A prime example of this is the development of the Vaughan Metropolitan Centre, which is striving to create the new ‘Downtown North.’ Soon this will be regarded as one of the most dynamic employment centres in the GTA, as well as being a lively residential community. Homes here will be judged by their own merits instead of their proximity to Downtown Toronto.
The shift from low-density to high-density housing has been directed by provincial intensification policies that encourage a more sustainable approach to urban development. Homebuyers want to choose the type of home that suits their lifestyle throughout the various stages of life - and choice in the low-rise market is diminishing. Prices for the low-rise market is the highest it’s ever been, and it’s driving the buyers towards the high-rise market. Condos seem to be the only option for the first time homebuyer.
This means condominiums are the way of the future and will be in high demand. With a growing population, and growing employment opportunities along with it, many families, professionals and students will be seeking places to rent, and they’ll likely turn towards condominium units situated in vibrant, mixed communities.
In some parts of the GTA, such as Markham, we’ve already seen conditions where a huge employment boom combined with a lack of rental housing has led to wait lists, even bidding wars, for condominium rentals.

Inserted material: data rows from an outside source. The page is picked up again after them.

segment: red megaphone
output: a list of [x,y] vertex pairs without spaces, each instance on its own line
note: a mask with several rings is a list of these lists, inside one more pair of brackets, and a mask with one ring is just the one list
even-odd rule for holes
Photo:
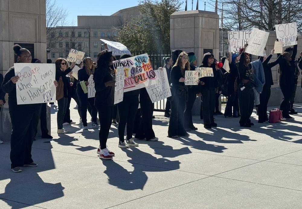
[[214,63],[215,63],[215,65],[217,65],[217,66],[219,68],[221,68],[222,67],[222,66],[223,66],[223,64],[222,64],[222,62],[218,62],[217,61],[215,62]]

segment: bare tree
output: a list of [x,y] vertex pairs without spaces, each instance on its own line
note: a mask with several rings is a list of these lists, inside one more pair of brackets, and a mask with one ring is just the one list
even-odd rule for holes
[[46,5],[47,48],[57,52],[59,50],[56,44],[64,39],[62,26],[68,24],[68,12],[65,7],[57,5],[57,0],[46,0]]

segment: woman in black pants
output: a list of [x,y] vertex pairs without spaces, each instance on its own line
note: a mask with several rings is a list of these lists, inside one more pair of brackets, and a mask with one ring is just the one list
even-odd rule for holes
[[[173,60],[171,57],[164,57],[162,59],[165,61],[165,65],[164,67],[165,68],[167,71],[167,75],[168,76],[168,81],[169,84],[171,84],[170,82],[170,75],[171,73],[171,69],[172,68],[172,65],[173,64]],[[165,108],[165,117],[167,118],[170,117],[170,109],[171,109],[171,103],[169,101],[167,100],[166,102],[166,106]]]
[[[58,100],[58,110],[57,114],[57,123],[58,125],[58,134],[66,134],[68,131],[63,128],[63,120],[67,109],[68,101],[68,86],[70,85],[66,75],[71,72],[72,68],[76,65],[75,62],[72,62],[70,67],[68,66],[67,61],[62,58],[59,58],[56,60],[56,80],[59,81],[60,77],[64,84],[64,95],[63,97]],[[72,73],[71,73],[72,74]]]
[[282,58],[282,56],[279,55],[278,58],[273,62],[268,62],[274,53],[275,49],[271,50],[271,54],[267,57],[262,57],[260,60],[263,59],[262,65],[264,70],[264,76],[265,83],[263,86],[262,91],[260,94],[259,99],[260,104],[258,107],[258,122],[267,123],[268,122],[268,117],[267,115],[267,104],[271,96],[271,86],[274,85],[273,77],[271,74],[271,68],[277,65]]
[[[31,55],[29,51],[16,44],[13,48],[18,62],[31,63]],[[15,76],[14,67],[7,71],[4,76],[2,90],[8,94],[8,108],[11,121],[11,168],[13,172],[22,171],[20,167],[35,167],[37,164],[31,158],[31,146],[37,132],[41,104],[17,104],[16,83],[19,77]],[[56,86],[55,81],[54,84]]]
[[114,153],[109,150],[106,144],[111,126],[114,103],[115,81],[110,67],[113,60],[111,52],[106,50],[99,53],[97,61],[98,67],[93,74],[96,91],[95,105],[98,111],[101,123],[99,157],[104,160],[111,160],[114,155]]
[[[120,57],[120,59],[131,57],[131,55],[124,54]],[[124,93],[123,101],[117,104],[120,121],[118,123],[118,136],[119,141],[118,147],[126,148],[129,146],[138,146],[138,144],[134,142],[132,138],[133,125],[138,107],[138,96],[139,89],[134,90]],[[127,123],[127,144],[125,143],[124,134],[125,128]]]
[[252,80],[254,75],[254,71],[250,63],[251,59],[248,54],[246,53],[246,49],[248,44],[244,45],[238,63],[239,83],[238,84],[238,100],[241,117],[239,121],[240,126],[250,127],[254,124],[251,122],[249,119],[254,109],[254,96]]
[[[195,54],[193,52],[189,52],[188,53],[188,56],[191,70],[195,70],[196,66],[197,65],[197,60]],[[191,85],[187,87],[188,88],[188,98],[186,103],[186,109],[184,112],[184,124],[185,129],[188,131],[198,129],[197,128],[193,125],[192,120],[192,109],[196,99],[196,95],[199,94],[199,96],[200,96],[200,92],[198,92],[200,89],[198,86]]]
[[[200,78],[201,82],[204,83],[201,87],[202,95],[202,110],[204,127],[206,128],[216,127],[217,124],[214,122],[213,113],[215,106],[215,89],[218,86],[218,80],[220,75],[217,72],[219,68],[214,63],[214,55],[210,53],[205,54],[202,63],[199,67],[211,68],[213,69],[213,77],[204,77]],[[219,91],[218,93],[221,93]]]
[[88,98],[88,94],[84,93],[80,82],[84,81],[86,86],[88,85],[88,79],[89,77],[93,74],[95,70],[95,65],[93,61],[89,57],[85,57],[83,61],[83,66],[79,70],[78,72],[78,82],[77,85],[76,91],[81,106],[81,116],[83,123],[83,129],[87,129],[87,108],[90,105],[91,108],[91,114],[92,123],[91,125],[92,128],[98,128],[100,125],[98,123],[97,117],[98,111],[94,105],[95,97]]
[[171,101],[171,114],[168,128],[168,137],[188,136],[185,130],[184,112],[187,97],[187,87],[185,85],[185,71],[190,70],[188,55],[181,52],[172,68],[170,75],[170,87],[172,100]]

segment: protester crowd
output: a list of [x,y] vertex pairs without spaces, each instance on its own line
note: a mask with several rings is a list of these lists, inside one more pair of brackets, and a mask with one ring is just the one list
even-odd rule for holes
[[[229,70],[220,67],[217,60],[210,53],[204,54],[200,59],[194,52],[183,52],[175,64],[171,58],[164,58],[163,69],[166,71],[171,93],[171,96],[167,99],[165,113],[165,117],[169,118],[168,137],[188,136],[189,136],[188,132],[197,130],[192,122],[192,109],[197,98],[202,101],[200,118],[203,120],[205,128],[217,127],[218,125],[214,122],[214,116],[222,114],[226,119],[240,117],[240,126],[251,127],[254,125],[250,118],[255,105],[258,122],[268,122],[267,105],[271,87],[274,84],[271,68],[277,65],[279,85],[283,96],[280,109],[284,119],[294,119],[290,114],[297,113],[293,109],[293,104],[297,78],[300,74],[298,66],[302,69],[302,52],[296,60],[297,45],[295,45],[293,48],[287,48],[283,53],[278,55],[277,59],[270,62],[274,53],[273,49],[269,56],[259,57],[251,62],[250,55],[245,51],[247,46],[246,44],[239,52],[230,52],[228,57],[222,58],[223,64],[228,62]],[[14,46],[13,49],[18,62],[41,62],[32,59],[29,51],[19,45]],[[130,55],[124,54],[119,59],[131,56]],[[85,58],[79,65],[80,68],[77,79],[72,75],[75,62],[69,66],[66,59],[63,58],[58,58],[55,62],[56,81],[53,84],[57,90],[57,133],[67,134],[69,131],[65,127],[78,122],[72,119],[82,123],[83,130],[88,129],[88,111],[92,118],[91,128],[99,129],[100,144],[97,152],[100,158],[105,160],[112,159],[114,155],[107,144],[111,125],[118,125],[118,146],[121,148],[138,146],[134,139],[150,141],[159,140],[153,129],[153,105],[146,87],[124,93],[123,101],[114,104],[115,75],[113,62],[116,60],[112,52],[108,50],[100,52],[96,60],[89,57]],[[199,67],[211,68],[214,76],[199,78],[197,85],[185,85],[185,71],[195,70],[199,60],[201,61]],[[51,60],[47,60],[47,63],[51,62]],[[96,93],[95,97],[88,98],[80,81],[88,86],[88,79],[92,74],[93,75]],[[22,166],[37,166],[31,158],[31,149],[39,119],[42,138],[52,138],[48,135],[47,128],[46,103],[17,104],[16,84],[19,79],[19,76],[15,75],[14,67],[8,69],[4,78],[0,74],[0,105],[5,102],[5,94],[8,94],[12,127],[11,168],[15,172],[22,171],[21,167]],[[58,95],[58,92],[62,93]],[[223,114],[218,107],[218,99],[222,93],[228,98]],[[72,98],[77,105],[78,119],[70,118],[69,109]],[[118,122],[116,119],[117,116]]]

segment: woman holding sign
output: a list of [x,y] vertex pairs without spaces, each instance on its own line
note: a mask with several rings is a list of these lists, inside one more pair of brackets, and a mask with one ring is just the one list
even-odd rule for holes
[[81,82],[84,81],[84,88],[88,85],[88,79],[90,75],[93,74],[95,71],[93,60],[90,57],[85,57],[83,61],[83,66],[79,70],[78,78],[79,82],[77,84],[76,92],[81,106],[81,117],[83,123],[83,129],[88,129],[87,127],[87,108],[89,105],[91,108],[91,115],[92,124],[91,128],[98,128],[100,125],[98,123],[98,110],[94,106],[95,97],[88,98],[88,93],[85,93],[81,85]]
[[[59,83],[63,84],[63,97],[58,100],[58,113],[57,114],[57,124],[58,134],[66,134],[68,131],[63,128],[63,120],[67,109],[68,102],[68,86],[70,85],[66,75],[70,73],[72,68],[76,65],[75,62],[72,62],[69,67],[67,61],[62,58],[59,58],[56,60],[56,80]],[[62,80],[62,82],[59,82]]]
[[185,71],[190,70],[188,55],[183,52],[178,56],[170,75],[172,99],[168,128],[169,137],[190,135],[185,130],[184,125],[184,112],[188,94],[187,87],[185,85]]
[[[114,154],[108,150],[106,144],[112,119],[115,81],[110,66],[113,60],[112,52],[104,50],[98,55],[98,67],[93,74],[95,88],[95,105],[98,111],[101,123],[99,133],[99,157],[111,160]],[[98,150],[97,151],[98,154]]]
[[[13,47],[18,62],[31,63],[31,55],[26,49],[16,44]],[[16,83],[20,77],[15,75],[14,67],[11,68],[4,76],[2,90],[8,94],[8,108],[11,121],[11,169],[13,172],[21,172],[20,167],[35,167],[37,164],[31,159],[31,145],[37,132],[41,104],[17,104]],[[57,83],[54,81],[56,86]]]

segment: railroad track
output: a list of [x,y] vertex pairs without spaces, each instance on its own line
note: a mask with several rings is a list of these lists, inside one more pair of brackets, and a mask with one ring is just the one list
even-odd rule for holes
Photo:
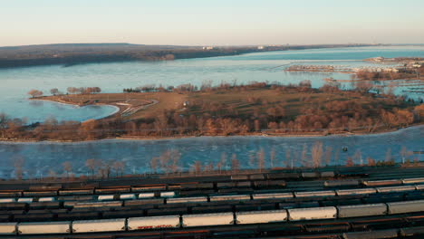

Once you factor in the green space, walking paths, and lifestyle amenities that will be at your fingertips, these urban communities aren't just fantastic places to live, but great places to invest in for the future.
The Places to Grow Act offers a rare opportunity to be part of a major urban renewal effort in Southern Ontario. There are regions throughout the GTA that have been identified as new urban centres, and they will entice homebuyers and employment opportunities in the near future. The time to invest in these areas is now, before the market heats up.